A rule that allows one spouse to file an unmeritorious divorce complaint unilaterally and thereby to terminate the other spouse's claim to marital assets is manifestly unfair. By adhering to the rule that only a valid divorce complaint that culminates in a divorce is sufficient to terminate a marriage for purposes of equitable distribution, we significantly reduce the possibility for injustice and ensure that the Legislature's intent is not thwarted. We note in passing that in applying the Painter rule, in the circumstances of a complaint and subsequent cross-complaint, if the matter proceeds to judgment on the cross-complaint without objection by the plaintiff, a court could realistically evaluate the first complaint as one that "culminates in a divorce."

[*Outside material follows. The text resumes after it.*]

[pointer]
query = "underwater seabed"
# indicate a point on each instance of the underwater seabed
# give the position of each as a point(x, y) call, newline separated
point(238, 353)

Further, an event that marks the end of a marriage for the purpose of equitable distribution should reflect an unconditional intent to end the marriage. The mere filing of a spurious complaint does not signify such unconditional intent. This is evident here, where after the husband's two frivolous complaints for divorce were dismissed, he did not seek a divorce in New Jersey for four years. In fact, only after his wife filed her *222 complaint for divorce in 1979, did the husband counterclaim for a divorce.

Hence, it is reasonable to assume here that the husband's divorce complaints were filed not to end the marriage but to terminate his wife's right to assets acquired after his desertion. Under the Appellate Division's opinion, it is legally possible for a spouse, by filing a frivolous claim, to circumvent the Legislature's intent and deprive his or her spouse of the protection intended to continue during their marriage under N.J.S.A. 2A:34-23. By limiting the Painter rule to valid divorce complaints that culminate in a divorce judgment, this possibility is substantially avoided. We believe that allowing the mere filing of a divorce complaint to terminate a marriage for the purpose of equitable distribution would encourage the filing of frivolous and in some cases even fraudulent complaints, not only in New Jersey but also in other jurisdictions.

We therefore disagree with the Appellate Division rationale that the filing of the Pennsylvania complaint marked the end of the marriage because the parties "ceased to contribute as a team to common marital goals." This reasoning is equally applicable, of course, to situations in which one spouse merely leaves the marital home. We have consistently held that "mere physical separation alone is an insufficient indication that a marriage is effectively at an end." Brandenburg, 83 N.J. at 207.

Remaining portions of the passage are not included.